Era pouco antes do almoço, e a maioria das pessoas adultas estava nas lavouras próximas, trabalhando. Teria que esperar um pouco, talvez no retorno haveria alguém em casa.
Na margem do rio, daquele maravilhoso rio Sâo Francisco, havia uma senhora lavando roupas com uma enorme bacia. Cena que, na hora em que vi, me lembrou aquelas matérias de Globo Repórter em um lugar bonito e distante (dos tempos em que o programa era bom).
Tinha uma criança brincando no rio, próximo a ela, não sei se era filho ou filha, e fiquei encantada com a sinceridade daqueles gestos de quem lavava roupas e de quem nadava e brincava naquela imensidão de água.
Do outro lado, uma das mulheres que também visitava a comunidade foi lavar um pouco os pés e as mãos no rio, lembrar a época de moça em que vivia perto do São Francisco, antes de ser removida pela barragem de Sobradinho, não muito longe dali.

Era tão diferente e tão bucólico, no melhor sentido, que me distraí, pessoas tão felizes só pela presença do rio. Nem me dei conta de que a senhora que lavava roupas morava na comunidade e era justamente um dos alguéns que eu procurava.
Quando disseram que ela poderia conversar comigo, fiquei realmente emocionada. Eu estava no sertão nordestino entrevistando uma ribeirinha de verdade, aqueles personagens do Brasil que só parecem existir nas lendas. Uma realidade tão distinta. Aquilo era coisa de repórter gente grande.

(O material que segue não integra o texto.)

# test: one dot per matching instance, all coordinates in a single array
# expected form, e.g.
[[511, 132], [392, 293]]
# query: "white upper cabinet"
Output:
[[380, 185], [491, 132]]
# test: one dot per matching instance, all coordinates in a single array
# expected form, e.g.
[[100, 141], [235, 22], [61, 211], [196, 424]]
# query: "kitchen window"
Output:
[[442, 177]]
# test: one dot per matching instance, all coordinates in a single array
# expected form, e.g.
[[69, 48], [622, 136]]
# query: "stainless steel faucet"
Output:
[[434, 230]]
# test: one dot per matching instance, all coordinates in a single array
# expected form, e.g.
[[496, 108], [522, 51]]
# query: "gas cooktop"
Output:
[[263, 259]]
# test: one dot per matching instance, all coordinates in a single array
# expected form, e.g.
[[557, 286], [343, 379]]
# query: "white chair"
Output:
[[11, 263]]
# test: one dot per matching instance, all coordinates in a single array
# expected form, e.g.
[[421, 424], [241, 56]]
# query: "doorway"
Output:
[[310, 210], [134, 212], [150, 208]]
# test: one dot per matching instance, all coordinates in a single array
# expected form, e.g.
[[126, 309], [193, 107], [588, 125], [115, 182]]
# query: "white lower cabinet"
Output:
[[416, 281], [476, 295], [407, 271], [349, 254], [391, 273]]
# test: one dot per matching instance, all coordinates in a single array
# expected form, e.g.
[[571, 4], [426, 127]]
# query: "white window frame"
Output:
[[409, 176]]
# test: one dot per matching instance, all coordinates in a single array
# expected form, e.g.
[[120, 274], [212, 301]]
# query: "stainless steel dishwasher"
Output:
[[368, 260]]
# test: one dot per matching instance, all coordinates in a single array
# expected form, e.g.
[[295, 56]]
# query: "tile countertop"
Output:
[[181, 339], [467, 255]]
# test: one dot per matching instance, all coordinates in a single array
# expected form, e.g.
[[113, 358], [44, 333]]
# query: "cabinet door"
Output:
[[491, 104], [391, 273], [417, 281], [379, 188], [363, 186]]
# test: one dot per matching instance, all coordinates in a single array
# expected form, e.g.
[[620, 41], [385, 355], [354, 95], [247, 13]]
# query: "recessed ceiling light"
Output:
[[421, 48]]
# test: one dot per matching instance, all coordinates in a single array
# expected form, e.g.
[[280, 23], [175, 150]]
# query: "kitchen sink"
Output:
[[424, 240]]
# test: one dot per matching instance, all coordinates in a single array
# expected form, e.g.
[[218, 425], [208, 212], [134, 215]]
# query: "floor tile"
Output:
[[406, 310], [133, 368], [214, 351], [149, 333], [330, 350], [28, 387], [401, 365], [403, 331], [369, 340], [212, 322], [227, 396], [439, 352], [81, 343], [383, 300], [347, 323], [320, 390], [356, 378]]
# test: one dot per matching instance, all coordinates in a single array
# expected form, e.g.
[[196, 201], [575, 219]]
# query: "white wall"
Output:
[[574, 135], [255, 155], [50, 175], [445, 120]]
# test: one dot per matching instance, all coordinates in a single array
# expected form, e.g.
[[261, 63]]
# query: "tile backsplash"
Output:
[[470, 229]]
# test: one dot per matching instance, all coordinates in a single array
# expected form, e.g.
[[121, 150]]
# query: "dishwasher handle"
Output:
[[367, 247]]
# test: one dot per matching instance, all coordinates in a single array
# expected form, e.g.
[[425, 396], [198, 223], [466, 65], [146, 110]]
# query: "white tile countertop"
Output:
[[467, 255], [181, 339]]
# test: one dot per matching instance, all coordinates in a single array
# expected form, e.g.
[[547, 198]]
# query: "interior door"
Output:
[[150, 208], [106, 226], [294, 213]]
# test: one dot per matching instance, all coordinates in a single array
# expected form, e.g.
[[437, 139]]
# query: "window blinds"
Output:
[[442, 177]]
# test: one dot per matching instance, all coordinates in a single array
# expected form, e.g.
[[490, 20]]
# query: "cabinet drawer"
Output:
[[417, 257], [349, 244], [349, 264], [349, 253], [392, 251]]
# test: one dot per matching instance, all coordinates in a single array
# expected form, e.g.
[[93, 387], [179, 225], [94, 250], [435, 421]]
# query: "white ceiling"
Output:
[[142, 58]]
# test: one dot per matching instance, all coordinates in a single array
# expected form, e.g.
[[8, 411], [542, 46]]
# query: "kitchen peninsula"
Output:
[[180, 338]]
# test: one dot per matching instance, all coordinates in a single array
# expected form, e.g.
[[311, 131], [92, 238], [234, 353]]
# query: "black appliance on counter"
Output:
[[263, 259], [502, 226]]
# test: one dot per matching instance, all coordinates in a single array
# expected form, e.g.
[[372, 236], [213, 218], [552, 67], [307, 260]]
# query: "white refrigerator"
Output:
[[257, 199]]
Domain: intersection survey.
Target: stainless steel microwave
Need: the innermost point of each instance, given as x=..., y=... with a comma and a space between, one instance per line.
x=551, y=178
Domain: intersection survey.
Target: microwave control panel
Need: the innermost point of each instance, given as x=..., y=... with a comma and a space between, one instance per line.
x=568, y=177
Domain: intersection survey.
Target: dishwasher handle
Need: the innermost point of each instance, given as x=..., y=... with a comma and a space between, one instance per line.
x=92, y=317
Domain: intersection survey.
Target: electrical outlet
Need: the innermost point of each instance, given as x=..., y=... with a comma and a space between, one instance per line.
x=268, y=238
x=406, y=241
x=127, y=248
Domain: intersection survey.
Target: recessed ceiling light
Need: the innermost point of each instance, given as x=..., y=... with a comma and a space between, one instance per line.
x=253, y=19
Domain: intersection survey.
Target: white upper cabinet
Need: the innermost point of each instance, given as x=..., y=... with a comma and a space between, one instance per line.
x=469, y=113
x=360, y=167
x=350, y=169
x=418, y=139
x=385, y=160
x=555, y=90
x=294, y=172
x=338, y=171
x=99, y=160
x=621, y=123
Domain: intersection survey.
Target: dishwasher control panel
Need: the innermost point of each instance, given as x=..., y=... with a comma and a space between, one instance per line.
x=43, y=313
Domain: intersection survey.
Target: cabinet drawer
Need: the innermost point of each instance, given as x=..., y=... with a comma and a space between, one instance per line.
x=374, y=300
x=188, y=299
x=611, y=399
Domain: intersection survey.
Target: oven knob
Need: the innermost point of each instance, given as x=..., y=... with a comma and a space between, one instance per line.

Eu estava praticamente dentro do rio, mal ouvia o que ela falava por causa do barulho das pessoas e da água. E ela continuava lavando roupa. A todo o momento Dona Maria Eunice escondia o rosto, olhava para baixo e ria, morrendo de vergonha de falar com jornalista.
Agradeci a pequena entrevista, me despedi e deixei que continuasse com o trabalho – provavelmente faria ainda o almoço ou teria ainda outra tarefa.
Conversei com outro ribeirinho (esse mais cosmopolita do que eu, duas décadas vividas em Sâo Paulo) e voltei para ficar com o grupo. Quando saíamos da margem do rio, Dona Maria Eunice, discretamente, me chamou. Era um “venha cá” que parecia um “tchau”, fiquei até confusa na hora. Mas enfim entendi e fui até ela, que queria ver a foto que o Luca havia tirado enquanto lavava roupa.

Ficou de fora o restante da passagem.